Safety, contraindications and monitoring
Percentage of participants reporting each event. Gastrointestinal effects dominate, are usually mild-to-moderate, and are most pronounced during dose escalation. Source: SURMOUNT-1, N Engl J Med 2022.
Discontinuation: what the withdrawal trial found
Aronne LJ et al., JAMA 2024, n=670 (NCT04660643). After a 36-week open-label lead-in, participants randomised to placebo regained ~14% of body weight over the following 52 weeks; those who continued lost a further ~5%. This is the single most important trial for understanding the true cost of treatment.
Questions to ask your clinician
- Given my history — specifically thyroid, pancreatic and gallbladder — is a GLP-1 appropriate for me at all?
- What baseline laboratory work will you order before I start?

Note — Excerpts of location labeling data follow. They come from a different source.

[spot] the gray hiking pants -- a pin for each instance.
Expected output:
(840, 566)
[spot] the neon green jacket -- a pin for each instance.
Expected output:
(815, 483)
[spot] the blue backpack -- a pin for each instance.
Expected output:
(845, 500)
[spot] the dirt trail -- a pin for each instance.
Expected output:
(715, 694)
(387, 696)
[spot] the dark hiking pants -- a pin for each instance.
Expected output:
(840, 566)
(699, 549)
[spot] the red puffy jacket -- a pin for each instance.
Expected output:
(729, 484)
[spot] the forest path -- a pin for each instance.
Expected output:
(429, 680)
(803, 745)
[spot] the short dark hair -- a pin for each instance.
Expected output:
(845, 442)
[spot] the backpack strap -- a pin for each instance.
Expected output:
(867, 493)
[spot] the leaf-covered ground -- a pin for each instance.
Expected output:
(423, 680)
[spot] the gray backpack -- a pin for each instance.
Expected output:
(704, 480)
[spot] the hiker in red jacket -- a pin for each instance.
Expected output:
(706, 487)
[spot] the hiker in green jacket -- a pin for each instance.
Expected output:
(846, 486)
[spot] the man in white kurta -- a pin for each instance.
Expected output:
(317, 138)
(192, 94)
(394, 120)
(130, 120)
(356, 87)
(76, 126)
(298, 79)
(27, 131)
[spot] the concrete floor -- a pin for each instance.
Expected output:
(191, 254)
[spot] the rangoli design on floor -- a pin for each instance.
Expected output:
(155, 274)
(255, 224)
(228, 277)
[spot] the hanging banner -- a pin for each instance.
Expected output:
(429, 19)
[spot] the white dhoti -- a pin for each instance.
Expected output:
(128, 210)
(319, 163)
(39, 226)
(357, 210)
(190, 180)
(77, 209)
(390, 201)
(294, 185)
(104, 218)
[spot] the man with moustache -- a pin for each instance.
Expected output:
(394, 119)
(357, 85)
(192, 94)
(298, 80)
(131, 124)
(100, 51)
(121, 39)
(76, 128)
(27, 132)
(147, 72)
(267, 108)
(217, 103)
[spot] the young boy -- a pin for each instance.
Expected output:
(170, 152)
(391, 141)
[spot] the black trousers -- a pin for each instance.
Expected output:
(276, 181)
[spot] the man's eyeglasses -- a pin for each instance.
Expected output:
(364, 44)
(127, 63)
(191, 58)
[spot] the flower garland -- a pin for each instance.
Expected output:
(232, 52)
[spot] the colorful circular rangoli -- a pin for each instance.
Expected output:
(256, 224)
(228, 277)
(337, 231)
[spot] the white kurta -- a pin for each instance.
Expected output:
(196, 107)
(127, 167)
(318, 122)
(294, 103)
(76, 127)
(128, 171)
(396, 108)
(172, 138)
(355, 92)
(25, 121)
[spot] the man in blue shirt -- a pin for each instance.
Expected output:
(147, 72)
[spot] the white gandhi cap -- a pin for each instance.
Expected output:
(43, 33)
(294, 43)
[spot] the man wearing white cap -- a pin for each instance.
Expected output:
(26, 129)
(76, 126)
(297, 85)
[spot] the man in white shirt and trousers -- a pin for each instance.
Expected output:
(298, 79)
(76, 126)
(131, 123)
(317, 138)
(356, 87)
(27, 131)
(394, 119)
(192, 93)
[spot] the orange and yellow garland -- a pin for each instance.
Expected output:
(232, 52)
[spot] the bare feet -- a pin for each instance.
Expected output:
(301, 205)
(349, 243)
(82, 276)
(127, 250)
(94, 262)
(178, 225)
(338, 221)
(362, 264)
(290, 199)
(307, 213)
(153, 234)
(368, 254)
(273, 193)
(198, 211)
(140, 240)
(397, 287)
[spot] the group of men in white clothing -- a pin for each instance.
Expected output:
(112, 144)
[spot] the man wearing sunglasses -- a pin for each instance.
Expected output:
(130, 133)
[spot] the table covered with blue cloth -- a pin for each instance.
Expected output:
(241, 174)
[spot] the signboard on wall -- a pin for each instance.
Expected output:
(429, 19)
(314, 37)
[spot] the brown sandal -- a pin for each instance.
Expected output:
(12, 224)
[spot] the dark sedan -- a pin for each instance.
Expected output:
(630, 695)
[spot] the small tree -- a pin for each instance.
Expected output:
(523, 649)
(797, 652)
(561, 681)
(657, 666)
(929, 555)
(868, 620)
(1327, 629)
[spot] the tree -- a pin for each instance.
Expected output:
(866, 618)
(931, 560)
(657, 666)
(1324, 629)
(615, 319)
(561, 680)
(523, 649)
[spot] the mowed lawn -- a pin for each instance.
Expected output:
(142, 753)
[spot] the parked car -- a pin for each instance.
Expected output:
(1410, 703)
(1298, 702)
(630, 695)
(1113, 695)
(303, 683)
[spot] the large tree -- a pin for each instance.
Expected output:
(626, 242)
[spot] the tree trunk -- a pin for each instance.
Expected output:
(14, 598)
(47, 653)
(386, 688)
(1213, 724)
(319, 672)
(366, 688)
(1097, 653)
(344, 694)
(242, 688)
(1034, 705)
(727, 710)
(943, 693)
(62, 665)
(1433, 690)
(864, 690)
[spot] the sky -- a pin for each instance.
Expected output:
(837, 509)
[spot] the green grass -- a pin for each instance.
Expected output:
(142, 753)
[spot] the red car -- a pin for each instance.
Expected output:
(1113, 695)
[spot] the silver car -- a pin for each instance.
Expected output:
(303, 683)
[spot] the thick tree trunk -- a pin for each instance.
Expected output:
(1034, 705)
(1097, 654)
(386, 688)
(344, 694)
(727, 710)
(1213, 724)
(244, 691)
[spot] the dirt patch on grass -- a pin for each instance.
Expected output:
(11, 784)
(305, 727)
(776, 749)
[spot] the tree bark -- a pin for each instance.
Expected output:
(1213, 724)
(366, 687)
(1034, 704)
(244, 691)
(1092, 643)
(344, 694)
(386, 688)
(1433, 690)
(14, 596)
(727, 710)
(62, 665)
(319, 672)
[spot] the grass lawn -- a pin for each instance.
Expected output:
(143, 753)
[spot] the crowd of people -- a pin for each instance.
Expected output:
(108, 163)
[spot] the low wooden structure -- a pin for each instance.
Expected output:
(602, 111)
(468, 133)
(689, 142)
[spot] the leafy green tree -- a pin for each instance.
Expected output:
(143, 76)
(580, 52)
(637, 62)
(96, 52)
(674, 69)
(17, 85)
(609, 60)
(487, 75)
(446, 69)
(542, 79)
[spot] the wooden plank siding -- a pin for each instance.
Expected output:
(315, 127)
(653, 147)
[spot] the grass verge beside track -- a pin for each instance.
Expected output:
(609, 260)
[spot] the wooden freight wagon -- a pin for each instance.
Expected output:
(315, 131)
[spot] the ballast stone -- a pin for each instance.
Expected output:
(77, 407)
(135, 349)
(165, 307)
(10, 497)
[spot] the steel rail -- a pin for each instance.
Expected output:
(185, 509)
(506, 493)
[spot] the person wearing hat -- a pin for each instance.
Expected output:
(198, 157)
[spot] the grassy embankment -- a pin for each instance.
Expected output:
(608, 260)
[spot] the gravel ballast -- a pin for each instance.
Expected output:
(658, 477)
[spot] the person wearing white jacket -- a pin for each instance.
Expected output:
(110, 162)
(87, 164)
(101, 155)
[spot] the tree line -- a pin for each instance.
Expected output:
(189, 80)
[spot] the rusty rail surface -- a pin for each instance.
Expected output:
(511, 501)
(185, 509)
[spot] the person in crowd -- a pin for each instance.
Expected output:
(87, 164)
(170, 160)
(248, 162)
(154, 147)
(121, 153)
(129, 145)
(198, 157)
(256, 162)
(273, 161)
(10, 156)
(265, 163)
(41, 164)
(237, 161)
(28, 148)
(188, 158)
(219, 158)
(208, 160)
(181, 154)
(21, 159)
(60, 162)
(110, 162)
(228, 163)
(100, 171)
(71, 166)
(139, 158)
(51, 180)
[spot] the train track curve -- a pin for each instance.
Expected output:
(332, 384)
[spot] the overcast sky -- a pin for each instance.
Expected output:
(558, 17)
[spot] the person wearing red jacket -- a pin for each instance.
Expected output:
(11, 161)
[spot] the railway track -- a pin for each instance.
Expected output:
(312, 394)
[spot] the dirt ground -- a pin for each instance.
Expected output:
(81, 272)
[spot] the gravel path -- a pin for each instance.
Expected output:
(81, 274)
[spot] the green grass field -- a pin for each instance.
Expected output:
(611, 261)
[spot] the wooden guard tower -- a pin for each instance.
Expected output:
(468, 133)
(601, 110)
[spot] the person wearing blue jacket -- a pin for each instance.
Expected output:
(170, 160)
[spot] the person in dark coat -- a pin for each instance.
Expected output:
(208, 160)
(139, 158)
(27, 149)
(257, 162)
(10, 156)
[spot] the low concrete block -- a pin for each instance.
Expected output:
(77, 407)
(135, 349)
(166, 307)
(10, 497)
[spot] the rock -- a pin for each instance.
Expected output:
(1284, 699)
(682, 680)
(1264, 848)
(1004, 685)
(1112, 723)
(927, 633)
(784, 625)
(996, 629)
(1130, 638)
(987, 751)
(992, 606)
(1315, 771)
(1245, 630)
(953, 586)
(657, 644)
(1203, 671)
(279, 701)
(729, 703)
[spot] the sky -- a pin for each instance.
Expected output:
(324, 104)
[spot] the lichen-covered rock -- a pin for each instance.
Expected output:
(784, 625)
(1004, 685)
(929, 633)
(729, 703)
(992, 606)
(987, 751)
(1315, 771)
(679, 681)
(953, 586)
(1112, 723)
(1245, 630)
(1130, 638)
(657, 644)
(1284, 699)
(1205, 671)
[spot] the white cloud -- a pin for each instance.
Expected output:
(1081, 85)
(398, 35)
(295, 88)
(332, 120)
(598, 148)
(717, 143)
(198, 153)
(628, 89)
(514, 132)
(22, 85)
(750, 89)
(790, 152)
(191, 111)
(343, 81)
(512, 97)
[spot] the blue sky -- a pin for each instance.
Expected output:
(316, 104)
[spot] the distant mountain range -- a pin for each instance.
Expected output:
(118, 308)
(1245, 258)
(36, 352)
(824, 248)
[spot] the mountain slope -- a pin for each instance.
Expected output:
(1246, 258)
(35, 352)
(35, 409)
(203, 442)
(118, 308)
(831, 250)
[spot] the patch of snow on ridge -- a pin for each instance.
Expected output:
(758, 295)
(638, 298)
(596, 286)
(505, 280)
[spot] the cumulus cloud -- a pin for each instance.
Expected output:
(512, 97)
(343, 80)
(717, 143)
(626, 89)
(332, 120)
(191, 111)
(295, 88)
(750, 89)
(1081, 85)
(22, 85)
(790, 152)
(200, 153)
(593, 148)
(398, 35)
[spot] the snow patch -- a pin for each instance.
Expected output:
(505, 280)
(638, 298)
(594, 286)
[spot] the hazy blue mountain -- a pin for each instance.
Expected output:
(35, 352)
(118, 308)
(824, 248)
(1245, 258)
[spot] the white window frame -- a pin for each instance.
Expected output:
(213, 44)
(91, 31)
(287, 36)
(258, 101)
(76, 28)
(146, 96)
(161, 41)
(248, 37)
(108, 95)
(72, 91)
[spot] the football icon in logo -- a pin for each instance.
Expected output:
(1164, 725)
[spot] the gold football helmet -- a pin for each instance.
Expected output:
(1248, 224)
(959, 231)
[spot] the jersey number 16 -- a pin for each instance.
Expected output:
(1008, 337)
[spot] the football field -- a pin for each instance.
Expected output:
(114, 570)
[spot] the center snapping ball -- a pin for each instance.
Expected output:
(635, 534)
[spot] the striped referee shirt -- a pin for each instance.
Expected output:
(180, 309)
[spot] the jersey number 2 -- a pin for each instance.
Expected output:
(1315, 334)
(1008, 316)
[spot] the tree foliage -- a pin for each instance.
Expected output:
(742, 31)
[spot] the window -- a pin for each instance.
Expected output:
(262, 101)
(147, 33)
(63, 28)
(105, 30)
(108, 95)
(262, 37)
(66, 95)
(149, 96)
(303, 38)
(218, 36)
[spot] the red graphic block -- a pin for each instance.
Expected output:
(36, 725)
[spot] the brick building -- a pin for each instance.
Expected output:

- What is my target dose, and how quickly will we escalate?
- Which side effects should make me call you rather than wait it out?
- What is the plan for maintenance, and what happens if I stop?
- Will I see the same clinician at each follow-up, or a different one each time?
Compounded, brand, microdose, ODT — four different products
These words are used interchangeably in marketing and they are not interchangeable at all. The distinction decides what evidence applies to what you are actually buying.
| Product | Regulatory status | Trial evidence |
|---|---|---|
| Brand Zepbound / Mounjaro (injection) | FDA-approved. Reviewed for safety, effectiveness and quality before marketing. | Direct. SURMOUNT and SURPASS tested exactly this product. |
| Brand Foundayo (oral, orforglipron) | FDA-approved. Its own trial programme. | Direct, for that product. |
| Compounded Semaglutide (injection, full dose) | NOT FDA-approved. No premarket review of safety, effectiveness or quality. | None for the compounded product itself. Same molecule, same route — but the product in your hand was never in a trial. |
| Microdose (~1 mg/wk) | NOT FDA-approved. | None. Sits BELOW every dose in SURMOUNT (5/10/15 mg). Expect a smaller effect. |
| ODT / oral compounded | NOT FDA-approved. | NONE. No trial has ever tested it. Oral bioavailability for these peptides is a real pharmacological problem and is unpublished for this product. |
The evidence is strong exactly where it was gathered and silent everywhere else. The gap between those two things is where most of the marketing in this industry operates, and recognising it is the single most useful skill a patient in this market can have.